Behind a now socially distanced and shielded counter were those classic comestibles. There were also the teas, coffees, milk-shakes, orange juices and, lest we forget, Horlicks.  For a minute you thought you were imagining it but Horlicks was there on sale if that was your choice of drink. Now without wishing to seem too judgmental Horlicks doesn't seem quite the drink that would have appealed to any of us after a long day of exhaustive sun tanning. Still, it was there if you wanted it.

And then after an afternoon of relentless bathing self-indulgence where caps were nonchalantly dipped, knotted hankies were not quite the order of the day and faces raised confidently towards the sun, we made our way past the tiny souvenir shops with their quaint collection of kids windmills, inflated swimming pool rings, discreetly naughty postcards dripping with innuendo and candy floss that always reminded you of pink cotton wool.

You thought back to those halcyon days of the late 1950s and 1960s when dads would insist on wearing their work suits and jackets, complete with braces, formal shirt and tie. You remembered the glorious formality and order of the age, when huge families would huddle around their children protectively and proudly as dad bent down to build architecturally perfect sandcastles. You thought back to your wonderful parents and grandparents when your grandma made absolutely sure that you'd never go hungry with shopping bags groaning with egg and onion sandwiches.

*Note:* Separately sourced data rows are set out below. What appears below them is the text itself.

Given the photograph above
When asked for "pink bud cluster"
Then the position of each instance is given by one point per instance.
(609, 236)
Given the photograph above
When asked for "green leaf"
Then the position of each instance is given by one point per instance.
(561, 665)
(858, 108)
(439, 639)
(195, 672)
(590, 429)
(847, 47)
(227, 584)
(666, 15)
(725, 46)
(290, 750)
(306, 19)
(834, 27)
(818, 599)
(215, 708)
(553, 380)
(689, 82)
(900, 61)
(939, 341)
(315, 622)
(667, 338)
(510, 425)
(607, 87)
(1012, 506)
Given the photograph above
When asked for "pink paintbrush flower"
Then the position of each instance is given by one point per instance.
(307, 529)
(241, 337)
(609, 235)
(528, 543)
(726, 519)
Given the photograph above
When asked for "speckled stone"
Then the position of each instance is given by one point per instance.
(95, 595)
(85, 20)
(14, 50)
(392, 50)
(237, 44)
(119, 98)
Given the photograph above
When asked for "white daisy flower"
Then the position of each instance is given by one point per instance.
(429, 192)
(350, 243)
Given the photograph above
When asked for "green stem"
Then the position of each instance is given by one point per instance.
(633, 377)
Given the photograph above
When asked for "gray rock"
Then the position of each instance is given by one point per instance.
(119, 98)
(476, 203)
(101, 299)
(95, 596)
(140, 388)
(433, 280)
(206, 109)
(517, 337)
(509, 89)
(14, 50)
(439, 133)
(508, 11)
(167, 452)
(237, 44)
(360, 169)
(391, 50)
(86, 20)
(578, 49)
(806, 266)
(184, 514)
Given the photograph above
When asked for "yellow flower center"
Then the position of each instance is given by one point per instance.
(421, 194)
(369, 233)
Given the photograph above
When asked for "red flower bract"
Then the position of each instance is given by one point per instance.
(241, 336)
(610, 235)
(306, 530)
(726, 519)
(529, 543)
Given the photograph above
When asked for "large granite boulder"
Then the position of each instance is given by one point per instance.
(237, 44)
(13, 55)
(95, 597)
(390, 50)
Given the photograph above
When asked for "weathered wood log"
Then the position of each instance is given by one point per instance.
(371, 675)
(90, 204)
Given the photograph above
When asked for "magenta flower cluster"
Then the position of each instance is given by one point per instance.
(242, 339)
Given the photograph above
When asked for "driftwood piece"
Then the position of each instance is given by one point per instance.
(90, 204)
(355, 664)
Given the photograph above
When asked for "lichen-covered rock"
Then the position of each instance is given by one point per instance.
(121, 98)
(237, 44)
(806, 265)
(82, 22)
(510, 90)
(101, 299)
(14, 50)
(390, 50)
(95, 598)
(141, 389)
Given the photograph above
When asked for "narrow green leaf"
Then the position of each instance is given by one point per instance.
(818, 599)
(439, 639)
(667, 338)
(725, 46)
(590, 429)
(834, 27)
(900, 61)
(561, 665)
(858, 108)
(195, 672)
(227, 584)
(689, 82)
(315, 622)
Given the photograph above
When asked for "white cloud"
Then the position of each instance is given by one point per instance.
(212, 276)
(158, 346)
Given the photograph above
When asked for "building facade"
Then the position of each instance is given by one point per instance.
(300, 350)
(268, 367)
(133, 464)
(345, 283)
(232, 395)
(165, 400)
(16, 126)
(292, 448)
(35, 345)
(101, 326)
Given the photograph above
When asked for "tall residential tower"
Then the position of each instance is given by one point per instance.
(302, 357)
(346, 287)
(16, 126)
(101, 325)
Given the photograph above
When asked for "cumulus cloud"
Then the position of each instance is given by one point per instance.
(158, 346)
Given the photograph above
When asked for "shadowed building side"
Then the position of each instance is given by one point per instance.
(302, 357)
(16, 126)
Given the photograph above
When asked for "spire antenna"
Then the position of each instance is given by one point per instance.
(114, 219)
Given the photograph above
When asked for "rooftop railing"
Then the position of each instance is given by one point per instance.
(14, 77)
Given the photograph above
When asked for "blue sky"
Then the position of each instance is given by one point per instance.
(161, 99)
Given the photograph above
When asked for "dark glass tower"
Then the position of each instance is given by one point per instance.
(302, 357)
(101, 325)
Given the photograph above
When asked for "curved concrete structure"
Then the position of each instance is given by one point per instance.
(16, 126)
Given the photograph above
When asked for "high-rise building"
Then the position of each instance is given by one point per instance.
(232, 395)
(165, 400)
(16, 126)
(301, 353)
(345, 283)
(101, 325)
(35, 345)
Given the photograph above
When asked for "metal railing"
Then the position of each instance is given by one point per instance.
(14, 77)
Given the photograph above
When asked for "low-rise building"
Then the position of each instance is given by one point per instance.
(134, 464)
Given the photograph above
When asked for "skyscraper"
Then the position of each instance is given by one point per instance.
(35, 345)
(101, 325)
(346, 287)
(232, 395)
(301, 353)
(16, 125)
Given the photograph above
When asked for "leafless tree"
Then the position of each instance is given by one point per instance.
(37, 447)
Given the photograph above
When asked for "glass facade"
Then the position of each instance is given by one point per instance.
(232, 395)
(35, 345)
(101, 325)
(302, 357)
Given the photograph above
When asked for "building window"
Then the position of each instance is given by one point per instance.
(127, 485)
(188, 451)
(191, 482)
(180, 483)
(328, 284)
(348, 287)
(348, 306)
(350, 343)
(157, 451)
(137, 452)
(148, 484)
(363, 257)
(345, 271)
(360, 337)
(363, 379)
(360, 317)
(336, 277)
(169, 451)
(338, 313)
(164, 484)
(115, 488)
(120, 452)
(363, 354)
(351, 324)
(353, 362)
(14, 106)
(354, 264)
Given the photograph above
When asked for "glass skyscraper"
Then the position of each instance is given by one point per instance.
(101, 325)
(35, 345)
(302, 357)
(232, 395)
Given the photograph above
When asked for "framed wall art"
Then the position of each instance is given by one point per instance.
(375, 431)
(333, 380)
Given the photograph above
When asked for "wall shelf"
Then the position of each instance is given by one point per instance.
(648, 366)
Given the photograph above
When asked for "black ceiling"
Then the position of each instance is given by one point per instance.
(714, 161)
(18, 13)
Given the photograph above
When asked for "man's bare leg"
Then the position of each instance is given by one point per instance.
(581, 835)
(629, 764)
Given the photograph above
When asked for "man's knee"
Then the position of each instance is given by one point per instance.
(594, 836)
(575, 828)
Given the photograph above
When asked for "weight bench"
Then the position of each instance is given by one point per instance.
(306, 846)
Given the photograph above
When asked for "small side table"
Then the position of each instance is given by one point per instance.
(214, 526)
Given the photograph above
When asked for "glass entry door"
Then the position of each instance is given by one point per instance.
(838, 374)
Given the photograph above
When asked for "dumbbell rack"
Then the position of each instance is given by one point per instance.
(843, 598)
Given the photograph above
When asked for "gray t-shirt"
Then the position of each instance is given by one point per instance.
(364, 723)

At the end of the day Westcliff was still there and always will be. It was a predominantly social rendezvous where all of the latest Jewish gossip would casually float over to nearby Chalkwell and Leigh on Sea. Southend and Westcliff are the Essex heartlands where all our childhood memories were planted and nurtured, where cockles and whelks can still be slurped in downtown Southend and finally most of the cafes are open for business. The chairs have been taken down after a seemingly indefinite coronavirus lockdown and in this seaside haven of all seaside havens, the good people of Essex and beyond are walking around with a beaming smile. Long may it last.